A couple of weeks ago, Carlos commented that I seemed “more relaxed” and “happier.” I too, had noticed a change in myself, but couldn’t quite put my finger on what it was. After thinking about it for a few days, I realized that I felt less anxious. Seeing as how, for the past 6 weeks, I’ve been teaching VIPKID classes in the mornings and at night because the kids have been on summer break, it’s not due to the fact that I’ve had less work. And Sophia is at a stage where she requires more activity and stimulation than ever before. Finally, Carlos has been working more so I don’t get near as many “breaks” as I used to.

By all accounts, I should be more anxious. The only thing to which I could attribute my “more relaxed” and “happier” nature is the social media break. My self-worth and sense of importance were more linked to my social media accounts than I would have liked to admit. I also realized that I was using reactions (“likes” and comments) to my daughter’s cuteness to make me feel good about myself, and that is wrong on so many different levels. Additionally, the pressure to present myself in a way that others liked or weren’t offended by was something I thought about too much. Now, there’s no worrying that people are thinking my marriage is on the rocks because it’s been weeks since I posted a picture with Carlos, or whatever it was I used to worry about.

I was recently listening to a podcast hosted by a girl who writes a famous lifestyle blog, and she was talking about, these days, how important it is to have a “brand” and to be churning out new “content” on whatever social media platform one may have. She even went so far as to say that a person is “irrelevant” if they aren’t producing the aforementioned “content” and how no employer is looking to hire anyone without a “social media presence.” I guess it’s a good thing I’m not looking for a job, then.

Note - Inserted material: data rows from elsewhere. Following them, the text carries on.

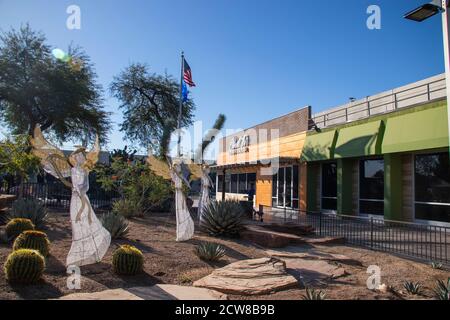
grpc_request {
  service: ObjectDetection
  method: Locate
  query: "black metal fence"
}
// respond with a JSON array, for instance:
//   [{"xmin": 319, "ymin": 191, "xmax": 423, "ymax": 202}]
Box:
[
  {"xmin": 260, "ymin": 207, "xmax": 450, "ymax": 265},
  {"xmin": 0, "ymin": 181, "xmax": 119, "ymax": 210}
]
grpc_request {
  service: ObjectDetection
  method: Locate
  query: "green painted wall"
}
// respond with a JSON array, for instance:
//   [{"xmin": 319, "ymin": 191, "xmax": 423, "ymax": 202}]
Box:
[
  {"xmin": 384, "ymin": 153, "xmax": 404, "ymax": 220},
  {"xmin": 337, "ymin": 159, "xmax": 353, "ymax": 215}
]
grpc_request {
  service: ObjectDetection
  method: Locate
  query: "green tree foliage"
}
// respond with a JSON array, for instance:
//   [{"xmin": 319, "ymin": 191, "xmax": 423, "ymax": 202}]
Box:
[
  {"xmin": 0, "ymin": 25, "xmax": 110, "ymax": 143},
  {"xmin": 96, "ymin": 149, "xmax": 173, "ymax": 216},
  {"xmin": 110, "ymin": 63, "xmax": 195, "ymax": 155}
]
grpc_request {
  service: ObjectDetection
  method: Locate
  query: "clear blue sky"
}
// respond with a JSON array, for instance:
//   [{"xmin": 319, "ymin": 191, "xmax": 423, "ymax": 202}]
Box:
[{"xmin": 0, "ymin": 0, "xmax": 444, "ymax": 152}]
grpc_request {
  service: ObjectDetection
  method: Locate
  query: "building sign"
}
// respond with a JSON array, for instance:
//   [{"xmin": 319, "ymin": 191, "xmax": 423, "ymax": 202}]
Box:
[{"xmin": 229, "ymin": 135, "xmax": 250, "ymax": 155}]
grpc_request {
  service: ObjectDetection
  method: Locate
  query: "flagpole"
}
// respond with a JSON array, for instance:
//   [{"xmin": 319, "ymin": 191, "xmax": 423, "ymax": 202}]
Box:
[{"xmin": 177, "ymin": 51, "xmax": 184, "ymax": 157}]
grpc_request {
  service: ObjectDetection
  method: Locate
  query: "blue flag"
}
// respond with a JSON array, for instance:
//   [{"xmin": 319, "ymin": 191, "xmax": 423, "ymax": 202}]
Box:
[{"xmin": 181, "ymin": 81, "xmax": 189, "ymax": 102}]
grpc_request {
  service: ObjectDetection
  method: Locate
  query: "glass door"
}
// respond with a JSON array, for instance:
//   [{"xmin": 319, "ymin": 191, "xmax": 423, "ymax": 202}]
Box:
[{"xmin": 272, "ymin": 166, "xmax": 299, "ymax": 208}]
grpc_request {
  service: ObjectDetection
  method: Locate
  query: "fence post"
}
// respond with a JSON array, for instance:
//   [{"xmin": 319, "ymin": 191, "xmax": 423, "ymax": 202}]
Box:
[{"xmin": 370, "ymin": 217, "xmax": 373, "ymax": 249}]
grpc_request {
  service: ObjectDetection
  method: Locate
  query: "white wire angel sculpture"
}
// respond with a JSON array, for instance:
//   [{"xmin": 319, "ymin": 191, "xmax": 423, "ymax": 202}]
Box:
[
  {"xmin": 31, "ymin": 126, "xmax": 111, "ymax": 267},
  {"xmin": 147, "ymin": 154, "xmax": 198, "ymax": 241}
]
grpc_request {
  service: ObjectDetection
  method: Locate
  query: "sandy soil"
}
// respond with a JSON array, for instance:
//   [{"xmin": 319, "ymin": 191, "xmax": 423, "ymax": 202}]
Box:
[{"xmin": 0, "ymin": 213, "xmax": 450, "ymax": 300}]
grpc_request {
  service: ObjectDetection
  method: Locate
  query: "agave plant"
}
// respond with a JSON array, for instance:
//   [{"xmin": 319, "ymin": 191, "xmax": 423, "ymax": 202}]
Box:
[
  {"xmin": 194, "ymin": 242, "xmax": 225, "ymax": 261},
  {"xmin": 101, "ymin": 212, "xmax": 128, "ymax": 239},
  {"xmin": 8, "ymin": 198, "xmax": 47, "ymax": 229},
  {"xmin": 303, "ymin": 287, "xmax": 326, "ymax": 300},
  {"xmin": 433, "ymin": 278, "xmax": 450, "ymax": 300},
  {"xmin": 201, "ymin": 200, "xmax": 243, "ymax": 237},
  {"xmin": 431, "ymin": 261, "xmax": 443, "ymax": 270},
  {"xmin": 403, "ymin": 281, "xmax": 422, "ymax": 295}
]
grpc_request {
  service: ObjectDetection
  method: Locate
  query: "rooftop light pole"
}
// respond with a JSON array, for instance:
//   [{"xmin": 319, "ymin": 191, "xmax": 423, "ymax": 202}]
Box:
[{"xmin": 404, "ymin": 0, "xmax": 450, "ymax": 151}]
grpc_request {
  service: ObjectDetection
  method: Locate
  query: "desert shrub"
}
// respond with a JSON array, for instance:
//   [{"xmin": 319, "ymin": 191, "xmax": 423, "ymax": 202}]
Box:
[
  {"xmin": 9, "ymin": 198, "xmax": 47, "ymax": 229},
  {"xmin": 302, "ymin": 287, "xmax": 326, "ymax": 300},
  {"xmin": 100, "ymin": 212, "xmax": 128, "ymax": 239},
  {"xmin": 5, "ymin": 218, "xmax": 34, "ymax": 240},
  {"xmin": 403, "ymin": 281, "xmax": 422, "ymax": 295},
  {"xmin": 4, "ymin": 249, "xmax": 45, "ymax": 284},
  {"xmin": 431, "ymin": 261, "xmax": 443, "ymax": 270},
  {"xmin": 194, "ymin": 242, "xmax": 225, "ymax": 261},
  {"xmin": 433, "ymin": 277, "xmax": 450, "ymax": 301},
  {"xmin": 201, "ymin": 200, "xmax": 243, "ymax": 237},
  {"xmin": 95, "ymin": 156, "xmax": 173, "ymax": 217},
  {"xmin": 112, "ymin": 245, "xmax": 144, "ymax": 275},
  {"xmin": 13, "ymin": 230, "xmax": 50, "ymax": 257}
]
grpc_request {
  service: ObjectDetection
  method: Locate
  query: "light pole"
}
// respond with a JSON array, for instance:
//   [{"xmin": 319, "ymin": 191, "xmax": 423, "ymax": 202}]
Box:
[{"xmin": 404, "ymin": 0, "xmax": 450, "ymax": 155}]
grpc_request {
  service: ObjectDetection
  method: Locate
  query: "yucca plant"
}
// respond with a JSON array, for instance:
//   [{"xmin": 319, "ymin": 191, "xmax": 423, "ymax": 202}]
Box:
[
  {"xmin": 100, "ymin": 212, "xmax": 128, "ymax": 239},
  {"xmin": 303, "ymin": 287, "xmax": 326, "ymax": 300},
  {"xmin": 431, "ymin": 261, "xmax": 443, "ymax": 270},
  {"xmin": 13, "ymin": 230, "xmax": 50, "ymax": 257},
  {"xmin": 8, "ymin": 198, "xmax": 47, "ymax": 229},
  {"xmin": 433, "ymin": 278, "xmax": 450, "ymax": 300},
  {"xmin": 112, "ymin": 245, "xmax": 144, "ymax": 275},
  {"xmin": 403, "ymin": 281, "xmax": 422, "ymax": 295},
  {"xmin": 5, "ymin": 218, "xmax": 34, "ymax": 240},
  {"xmin": 194, "ymin": 242, "xmax": 225, "ymax": 261},
  {"xmin": 4, "ymin": 249, "xmax": 45, "ymax": 284},
  {"xmin": 201, "ymin": 200, "xmax": 243, "ymax": 237}
]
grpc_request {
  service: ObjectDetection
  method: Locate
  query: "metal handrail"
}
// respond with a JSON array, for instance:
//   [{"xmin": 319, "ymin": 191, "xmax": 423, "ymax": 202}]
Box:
[{"xmin": 310, "ymin": 78, "xmax": 446, "ymax": 128}]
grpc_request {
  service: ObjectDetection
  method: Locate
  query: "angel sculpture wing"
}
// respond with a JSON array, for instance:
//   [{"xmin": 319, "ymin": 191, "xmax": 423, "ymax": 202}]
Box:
[
  {"xmin": 147, "ymin": 153, "xmax": 172, "ymax": 180},
  {"xmin": 30, "ymin": 126, "xmax": 71, "ymax": 187}
]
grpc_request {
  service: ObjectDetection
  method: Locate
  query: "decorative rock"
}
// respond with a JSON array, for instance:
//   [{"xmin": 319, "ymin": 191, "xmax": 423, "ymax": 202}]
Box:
[{"xmin": 194, "ymin": 258, "xmax": 298, "ymax": 295}]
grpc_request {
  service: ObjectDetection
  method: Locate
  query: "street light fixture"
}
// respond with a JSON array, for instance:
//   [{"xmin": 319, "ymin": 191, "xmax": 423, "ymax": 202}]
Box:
[{"xmin": 404, "ymin": 0, "xmax": 450, "ymax": 152}]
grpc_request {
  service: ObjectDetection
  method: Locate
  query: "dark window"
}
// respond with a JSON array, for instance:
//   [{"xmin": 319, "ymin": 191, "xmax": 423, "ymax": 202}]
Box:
[
  {"xmin": 359, "ymin": 159, "xmax": 384, "ymax": 215},
  {"xmin": 292, "ymin": 166, "xmax": 299, "ymax": 199},
  {"xmin": 238, "ymin": 173, "xmax": 247, "ymax": 193},
  {"xmin": 230, "ymin": 174, "xmax": 238, "ymax": 193},
  {"xmin": 217, "ymin": 175, "xmax": 223, "ymax": 192},
  {"xmin": 284, "ymin": 167, "xmax": 292, "ymax": 208},
  {"xmin": 278, "ymin": 168, "xmax": 284, "ymax": 206},
  {"xmin": 414, "ymin": 153, "xmax": 450, "ymax": 222},
  {"xmin": 322, "ymin": 163, "xmax": 337, "ymax": 210}
]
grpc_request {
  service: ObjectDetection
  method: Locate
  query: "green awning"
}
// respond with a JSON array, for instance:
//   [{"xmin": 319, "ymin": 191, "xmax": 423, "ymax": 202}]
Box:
[
  {"xmin": 382, "ymin": 104, "xmax": 449, "ymax": 153},
  {"xmin": 301, "ymin": 130, "xmax": 336, "ymax": 161},
  {"xmin": 334, "ymin": 120, "xmax": 383, "ymax": 158}
]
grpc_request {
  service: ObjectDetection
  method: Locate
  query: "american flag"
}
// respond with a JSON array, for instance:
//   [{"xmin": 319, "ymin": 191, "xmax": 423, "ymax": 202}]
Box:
[{"xmin": 183, "ymin": 59, "xmax": 195, "ymax": 87}]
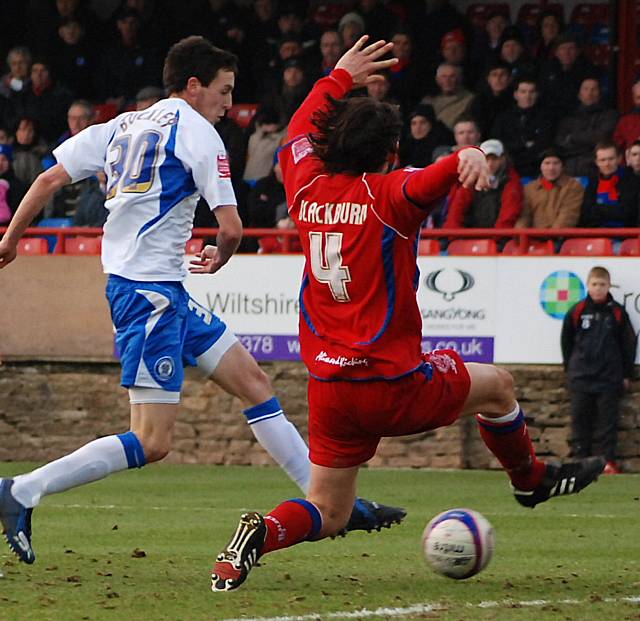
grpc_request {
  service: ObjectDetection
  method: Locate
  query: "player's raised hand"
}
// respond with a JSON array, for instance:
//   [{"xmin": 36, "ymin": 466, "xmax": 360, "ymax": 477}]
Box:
[
  {"xmin": 458, "ymin": 149, "xmax": 490, "ymax": 190},
  {"xmin": 189, "ymin": 246, "xmax": 226, "ymax": 274},
  {"xmin": 0, "ymin": 239, "xmax": 17, "ymax": 269},
  {"xmin": 335, "ymin": 35, "xmax": 398, "ymax": 88}
]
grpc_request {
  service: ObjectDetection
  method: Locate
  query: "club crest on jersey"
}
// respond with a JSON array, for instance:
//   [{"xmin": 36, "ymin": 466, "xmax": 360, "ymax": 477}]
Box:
[
  {"xmin": 218, "ymin": 153, "xmax": 231, "ymax": 179},
  {"xmin": 153, "ymin": 356, "xmax": 176, "ymax": 381},
  {"xmin": 291, "ymin": 136, "xmax": 313, "ymax": 164},
  {"xmin": 429, "ymin": 350, "xmax": 458, "ymax": 373}
]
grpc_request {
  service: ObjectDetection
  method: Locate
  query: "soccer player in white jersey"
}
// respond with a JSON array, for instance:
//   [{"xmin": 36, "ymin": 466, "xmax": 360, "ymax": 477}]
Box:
[{"xmin": 0, "ymin": 36, "xmax": 405, "ymax": 563}]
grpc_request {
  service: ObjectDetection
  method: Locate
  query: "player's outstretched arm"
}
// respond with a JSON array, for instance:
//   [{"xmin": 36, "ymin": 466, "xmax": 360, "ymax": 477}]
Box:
[
  {"xmin": 0, "ymin": 164, "xmax": 71, "ymax": 269},
  {"xmin": 335, "ymin": 35, "xmax": 398, "ymax": 88},
  {"xmin": 189, "ymin": 205, "xmax": 242, "ymax": 274},
  {"xmin": 287, "ymin": 35, "xmax": 398, "ymax": 140}
]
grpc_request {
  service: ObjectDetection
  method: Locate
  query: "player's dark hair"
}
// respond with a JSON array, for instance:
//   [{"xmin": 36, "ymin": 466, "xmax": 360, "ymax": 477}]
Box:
[
  {"xmin": 593, "ymin": 140, "xmax": 620, "ymax": 156},
  {"xmin": 310, "ymin": 96, "xmax": 402, "ymax": 174},
  {"xmin": 162, "ymin": 35, "xmax": 238, "ymax": 94}
]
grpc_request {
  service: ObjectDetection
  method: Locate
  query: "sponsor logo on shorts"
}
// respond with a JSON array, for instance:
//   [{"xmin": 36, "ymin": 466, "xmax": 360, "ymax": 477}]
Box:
[
  {"xmin": 154, "ymin": 356, "xmax": 176, "ymax": 381},
  {"xmin": 218, "ymin": 153, "xmax": 231, "ymax": 179},
  {"xmin": 291, "ymin": 137, "xmax": 313, "ymax": 164},
  {"xmin": 316, "ymin": 351, "xmax": 369, "ymax": 367},
  {"xmin": 429, "ymin": 350, "xmax": 458, "ymax": 373}
]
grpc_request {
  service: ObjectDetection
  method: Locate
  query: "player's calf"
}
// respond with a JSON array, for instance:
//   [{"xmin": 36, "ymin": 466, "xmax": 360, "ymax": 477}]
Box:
[
  {"xmin": 0, "ymin": 479, "xmax": 36, "ymax": 565},
  {"xmin": 513, "ymin": 457, "xmax": 607, "ymax": 509}
]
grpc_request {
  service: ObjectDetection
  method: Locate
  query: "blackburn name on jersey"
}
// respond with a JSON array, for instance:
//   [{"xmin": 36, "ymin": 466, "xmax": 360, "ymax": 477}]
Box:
[{"xmin": 53, "ymin": 98, "xmax": 236, "ymax": 281}]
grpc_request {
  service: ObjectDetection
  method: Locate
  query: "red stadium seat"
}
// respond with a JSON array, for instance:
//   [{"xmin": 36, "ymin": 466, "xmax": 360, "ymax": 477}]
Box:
[
  {"xmin": 93, "ymin": 103, "xmax": 118, "ymax": 123},
  {"xmin": 559, "ymin": 237, "xmax": 613, "ymax": 257},
  {"xmin": 18, "ymin": 237, "xmax": 49, "ymax": 255},
  {"xmin": 467, "ymin": 2, "xmax": 511, "ymax": 30},
  {"xmin": 64, "ymin": 236, "xmax": 102, "ymax": 255},
  {"xmin": 311, "ymin": 2, "xmax": 349, "ymax": 30},
  {"xmin": 187, "ymin": 239, "xmax": 204, "ymax": 254},
  {"xmin": 570, "ymin": 2, "xmax": 610, "ymax": 26},
  {"xmin": 620, "ymin": 237, "xmax": 640, "ymax": 257},
  {"xmin": 418, "ymin": 239, "xmax": 440, "ymax": 255},
  {"xmin": 583, "ymin": 43, "xmax": 611, "ymax": 67},
  {"xmin": 447, "ymin": 239, "xmax": 498, "ymax": 256},
  {"xmin": 227, "ymin": 104, "xmax": 258, "ymax": 129},
  {"xmin": 517, "ymin": 2, "xmax": 564, "ymax": 28},
  {"xmin": 502, "ymin": 239, "xmax": 555, "ymax": 256}
]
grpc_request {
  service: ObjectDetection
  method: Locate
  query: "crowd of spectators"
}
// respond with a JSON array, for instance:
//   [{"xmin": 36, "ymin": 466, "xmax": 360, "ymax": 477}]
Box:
[{"xmin": 0, "ymin": 0, "xmax": 640, "ymax": 251}]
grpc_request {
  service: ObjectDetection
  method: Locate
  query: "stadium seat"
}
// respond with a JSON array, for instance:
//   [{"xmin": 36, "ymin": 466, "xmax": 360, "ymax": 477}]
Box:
[
  {"xmin": 38, "ymin": 218, "xmax": 73, "ymax": 252},
  {"xmin": 418, "ymin": 239, "xmax": 440, "ymax": 255},
  {"xmin": 502, "ymin": 239, "xmax": 555, "ymax": 256},
  {"xmin": 570, "ymin": 2, "xmax": 610, "ymax": 27},
  {"xmin": 18, "ymin": 237, "xmax": 49, "ymax": 255},
  {"xmin": 558, "ymin": 237, "xmax": 613, "ymax": 257},
  {"xmin": 620, "ymin": 237, "xmax": 640, "ymax": 257},
  {"xmin": 516, "ymin": 2, "xmax": 564, "ymax": 28},
  {"xmin": 93, "ymin": 103, "xmax": 118, "ymax": 123},
  {"xmin": 447, "ymin": 239, "xmax": 498, "ymax": 256},
  {"xmin": 311, "ymin": 2, "xmax": 349, "ymax": 30},
  {"xmin": 583, "ymin": 43, "xmax": 611, "ymax": 67},
  {"xmin": 227, "ymin": 104, "xmax": 258, "ymax": 129},
  {"xmin": 64, "ymin": 235, "xmax": 102, "ymax": 255},
  {"xmin": 467, "ymin": 2, "xmax": 511, "ymax": 30},
  {"xmin": 187, "ymin": 239, "xmax": 204, "ymax": 254}
]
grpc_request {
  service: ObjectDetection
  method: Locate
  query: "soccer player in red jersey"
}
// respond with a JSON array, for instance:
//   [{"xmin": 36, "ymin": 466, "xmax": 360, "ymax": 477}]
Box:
[{"xmin": 212, "ymin": 36, "xmax": 605, "ymax": 591}]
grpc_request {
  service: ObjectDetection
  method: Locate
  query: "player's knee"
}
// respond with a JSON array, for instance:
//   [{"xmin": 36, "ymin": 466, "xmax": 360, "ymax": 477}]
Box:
[
  {"xmin": 494, "ymin": 367, "xmax": 515, "ymax": 407},
  {"xmin": 139, "ymin": 435, "xmax": 171, "ymax": 463}
]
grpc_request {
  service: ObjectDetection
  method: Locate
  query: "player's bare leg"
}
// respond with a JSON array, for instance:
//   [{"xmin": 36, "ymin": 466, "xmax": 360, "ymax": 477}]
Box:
[
  {"xmin": 463, "ymin": 363, "xmax": 606, "ymax": 508},
  {"xmin": 0, "ymin": 402, "xmax": 178, "ymax": 564}
]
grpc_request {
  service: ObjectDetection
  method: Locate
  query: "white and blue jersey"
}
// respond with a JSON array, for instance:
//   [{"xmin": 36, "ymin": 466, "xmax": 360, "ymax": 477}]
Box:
[
  {"xmin": 53, "ymin": 98, "xmax": 236, "ymax": 281},
  {"xmin": 53, "ymin": 98, "xmax": 236, "ymax": 394}
]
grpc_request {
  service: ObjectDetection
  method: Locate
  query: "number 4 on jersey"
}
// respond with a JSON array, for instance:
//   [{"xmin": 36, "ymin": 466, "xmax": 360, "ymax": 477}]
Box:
[{"xmin": 309, "ymin": 232, "xmax": 351, "ymax": 302}]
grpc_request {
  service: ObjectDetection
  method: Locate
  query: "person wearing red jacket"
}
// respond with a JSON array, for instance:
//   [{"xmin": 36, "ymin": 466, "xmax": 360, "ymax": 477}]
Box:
[
  {"xmin": 613, "ymin": 79, "xmax": 640, "ymax": 152},
  {"xmin": 211, "ymin": 36, "xmax": 604, "ymax": 592},
  {"xmin": 444, "ymin": 139, "xmax": 524, "ymax": 229}
]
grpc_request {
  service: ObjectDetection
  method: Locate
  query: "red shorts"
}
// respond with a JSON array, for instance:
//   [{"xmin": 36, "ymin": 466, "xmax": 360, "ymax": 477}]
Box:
[{"xmin": 309, "ymin": 349, "xmax": 471, "ymax": 468}]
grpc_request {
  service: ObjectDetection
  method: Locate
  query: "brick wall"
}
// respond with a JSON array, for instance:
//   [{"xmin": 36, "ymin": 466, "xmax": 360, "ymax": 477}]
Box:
[{"xmin": 0, "ymin": 363, "xmax": 640, "ymax": 472}]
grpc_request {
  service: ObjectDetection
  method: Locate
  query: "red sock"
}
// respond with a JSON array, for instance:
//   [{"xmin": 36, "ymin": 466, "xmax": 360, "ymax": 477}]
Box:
[
  {"xmin": 262, "ymin": 498, "xmax": 322, "ymax": 554},
  {"xmin": 476, "ymin": 407, "xmax": 546, "ymax": 490}
]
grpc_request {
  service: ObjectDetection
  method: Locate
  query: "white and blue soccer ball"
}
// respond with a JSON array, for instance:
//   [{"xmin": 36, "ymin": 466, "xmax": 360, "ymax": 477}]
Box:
[{"xmin": 422, "ymin": 509, "xmax": 495, "ymax": 580}]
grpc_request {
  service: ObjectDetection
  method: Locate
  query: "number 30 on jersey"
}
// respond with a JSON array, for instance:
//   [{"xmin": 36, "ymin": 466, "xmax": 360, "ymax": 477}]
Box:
[{"xmin": 309, "ymin": 231, "xmax": 351, "ymax": 302}]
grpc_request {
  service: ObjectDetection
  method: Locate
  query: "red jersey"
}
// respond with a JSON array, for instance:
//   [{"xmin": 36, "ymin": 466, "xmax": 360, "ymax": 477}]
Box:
[{"xmin": 280, "ymin": 69, "xmax": 470, "ymax": 380}]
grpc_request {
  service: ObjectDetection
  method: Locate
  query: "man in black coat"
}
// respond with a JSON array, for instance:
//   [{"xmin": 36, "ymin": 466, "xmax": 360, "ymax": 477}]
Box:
[
  {"xmin": 561, "ymin": 267, "xmax": 636, "ymax": 474},
  {"xmin": 490, "ymin": 77, "xmax": 553, "ymax": 177},
  {"xmin": 578, "ymin": 142, "xmax": 640, "ymax": 228}
]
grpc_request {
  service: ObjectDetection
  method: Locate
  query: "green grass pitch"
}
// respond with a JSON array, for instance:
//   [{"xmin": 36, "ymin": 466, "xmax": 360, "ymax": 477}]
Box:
[{"xmin": 0, "ymin": 463, "xmax": 640, "ymax": 621}]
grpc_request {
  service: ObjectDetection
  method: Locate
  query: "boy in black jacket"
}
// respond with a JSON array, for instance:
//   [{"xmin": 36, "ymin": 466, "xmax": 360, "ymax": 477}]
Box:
[{"xmin": 561, "ymin": 267, "xmax": 636, "ymax": 474}]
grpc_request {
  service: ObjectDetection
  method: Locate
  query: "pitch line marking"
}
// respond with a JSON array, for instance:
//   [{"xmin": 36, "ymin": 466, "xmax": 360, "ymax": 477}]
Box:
[{"xmin": 222, "ymin": 595, "xmax": 640, "ymax": 621}]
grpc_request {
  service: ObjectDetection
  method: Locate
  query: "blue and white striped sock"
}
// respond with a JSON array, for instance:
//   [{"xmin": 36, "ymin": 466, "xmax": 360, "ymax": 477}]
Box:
[{"xmin": 244, "ymin": 397, "xmax": 311, "ymax": 494}]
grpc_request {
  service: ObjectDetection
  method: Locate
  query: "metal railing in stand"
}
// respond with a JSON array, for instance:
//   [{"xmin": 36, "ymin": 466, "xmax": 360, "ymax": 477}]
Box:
[{"xmin": 0, "ymin": 226, "xmax": 640, "ymax": 255}]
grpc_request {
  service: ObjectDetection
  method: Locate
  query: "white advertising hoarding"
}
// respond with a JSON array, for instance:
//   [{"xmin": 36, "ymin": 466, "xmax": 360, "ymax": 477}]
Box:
[{"xmin": 186, "ymin": 255, "xmax": 640, "ymax": 364}]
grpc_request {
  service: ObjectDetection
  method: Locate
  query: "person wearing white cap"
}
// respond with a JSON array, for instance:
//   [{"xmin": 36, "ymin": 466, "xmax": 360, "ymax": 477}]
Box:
[{"xmin": 444, "ymin": 138, "xmax": 523, "ymax": 229}]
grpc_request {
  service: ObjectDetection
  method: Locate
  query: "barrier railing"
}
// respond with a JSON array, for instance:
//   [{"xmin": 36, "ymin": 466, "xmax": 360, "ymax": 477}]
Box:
[{"xmin": 0, "ymin": 226, "xmax": 640, "ymax": 254}]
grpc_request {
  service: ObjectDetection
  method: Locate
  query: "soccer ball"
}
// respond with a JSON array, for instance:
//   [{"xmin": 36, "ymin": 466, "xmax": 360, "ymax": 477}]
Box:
[{"xmin": 422, "ymin": 509, "xmax": 495, "ymax": 580}]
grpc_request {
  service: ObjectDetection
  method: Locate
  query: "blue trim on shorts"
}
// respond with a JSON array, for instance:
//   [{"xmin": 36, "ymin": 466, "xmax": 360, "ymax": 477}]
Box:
[
  {"xmin": 242, "ymin": 397, "xmax": 284, "ymax": 425},
  {"xmin": 288, "ymin": 498, "xmax": 322, "ymax": 539},
  {"xmin": 476, "ymin": 408, "xmax": 524, "ymax": 436},
  {"xmin": 118, "ymin": 431, "xmax": 147, "ymax": 468}
]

I’m not here to rag on social media. I’m simply trying to talk about how much its absence has benefitted my life. I though I would see benefits in my personal life, yes, but I didn’t expect the benefits to also be noticeable to my family, and so soon. For that I am very thankful.


One Comment Add yours

  1. Jill Douglas says:

    Ha–I was just about to “like” this post, and then I thought, “wait–is that counterproductive?” 😉 Either way, good for you! Do what works best for you!